Les instances dirigeantes de notre étroit enclos d’éducation avaient décidé de réunir dans cette classe des gens comme moi, qui étaient arrivés jusqu’ici sans aucun effort, par facilité, par aisance de restitution, histoire de leur apprendre enfin à travailler en haussant le niveau, probablement pas de l’apprentissage, mais plus sûrement des méthodes de notation.
On avait décidé pour nous, réellement cette fois.

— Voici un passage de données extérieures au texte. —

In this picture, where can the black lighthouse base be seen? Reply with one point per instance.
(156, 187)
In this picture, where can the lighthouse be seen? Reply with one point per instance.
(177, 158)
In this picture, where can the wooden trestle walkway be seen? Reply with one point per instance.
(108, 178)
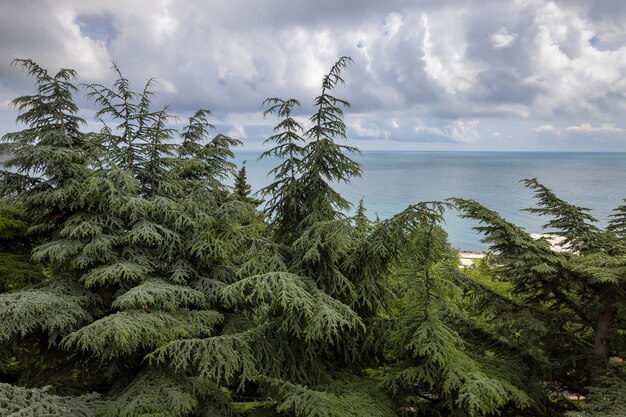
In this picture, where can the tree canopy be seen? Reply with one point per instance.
(137, 281)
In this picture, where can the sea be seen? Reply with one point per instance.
(392, 180)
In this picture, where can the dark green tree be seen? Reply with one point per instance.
(575, 294)
(242, 190)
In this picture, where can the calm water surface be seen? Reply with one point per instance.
(393, 180)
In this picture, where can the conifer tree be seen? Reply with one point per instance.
(242, 189)
(575, 295)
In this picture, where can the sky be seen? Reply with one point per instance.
(518, 75)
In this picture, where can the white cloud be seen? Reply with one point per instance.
(588, 129)
(581, 129)
(535, 63)
(365, 131)
(458, 131)
(503, 38)
(544, 128)
(443, 48)
(237, 132)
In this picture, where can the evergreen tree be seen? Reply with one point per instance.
(575, 295)
(16, 269)
(242, 189)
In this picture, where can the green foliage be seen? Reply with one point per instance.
(572, 297)
(242, 189)
(20, 402)
(168, 293)
(16, 269)
(346, 396)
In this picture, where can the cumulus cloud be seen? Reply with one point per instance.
(458, 131)
(502, 38)
(445, 64)
(581, 129)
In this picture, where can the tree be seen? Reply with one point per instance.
(242, 189)
(575, 294)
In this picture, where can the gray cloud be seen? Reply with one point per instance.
(438, 65)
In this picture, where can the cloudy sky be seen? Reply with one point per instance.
(427, 75)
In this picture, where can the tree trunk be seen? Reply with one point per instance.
(603, 329)
(601, 345)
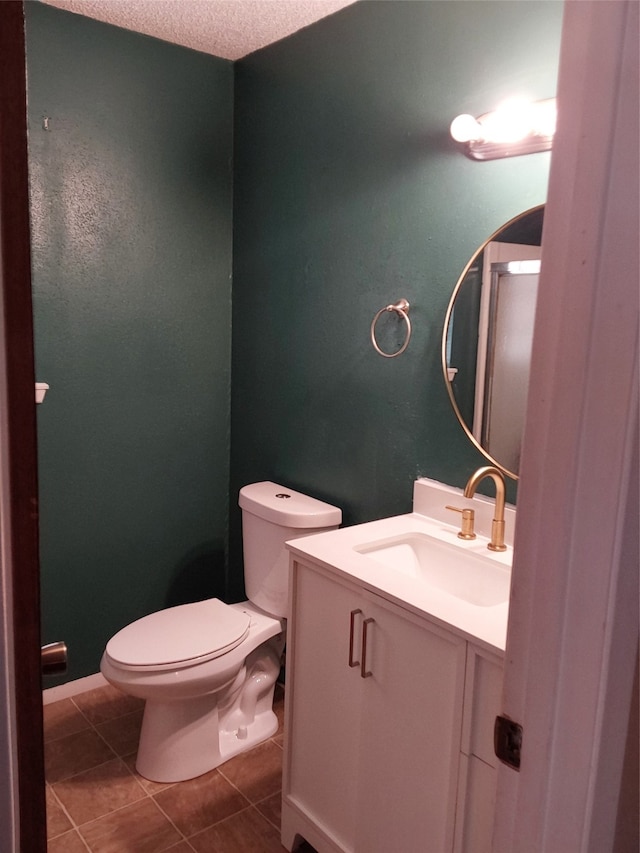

Et si la plupart furent flattés d’être considérés au regard d’autrui comme une sorte d’élite à ce que cette race humaine peut produite de déchets, j’avoue m’être senti trahi, et démasqué surtout, quand je pensais cacher mon jeu, incapable pourtant de me fondre au moule. Moi qui avais tant besoin d’anonymat pour avancer serein. Moi qui m’accommodais très bien d’une captieuse paresse où je coulais un quotidien désabusé…
Il est clair, naturellement, que je n’avais aucune envie de changer mes habitudes, aucune envie de me mettre à travailler pour n’obtenir rien de plus qu’une satisfaction prédéfinie aux instances dirigeantes qui voulaient faire de nous ce qu’ils n’auraient pas pu eux-mêmes. Hors de question de se plier à un moule singulièrement trop étroit pour moi.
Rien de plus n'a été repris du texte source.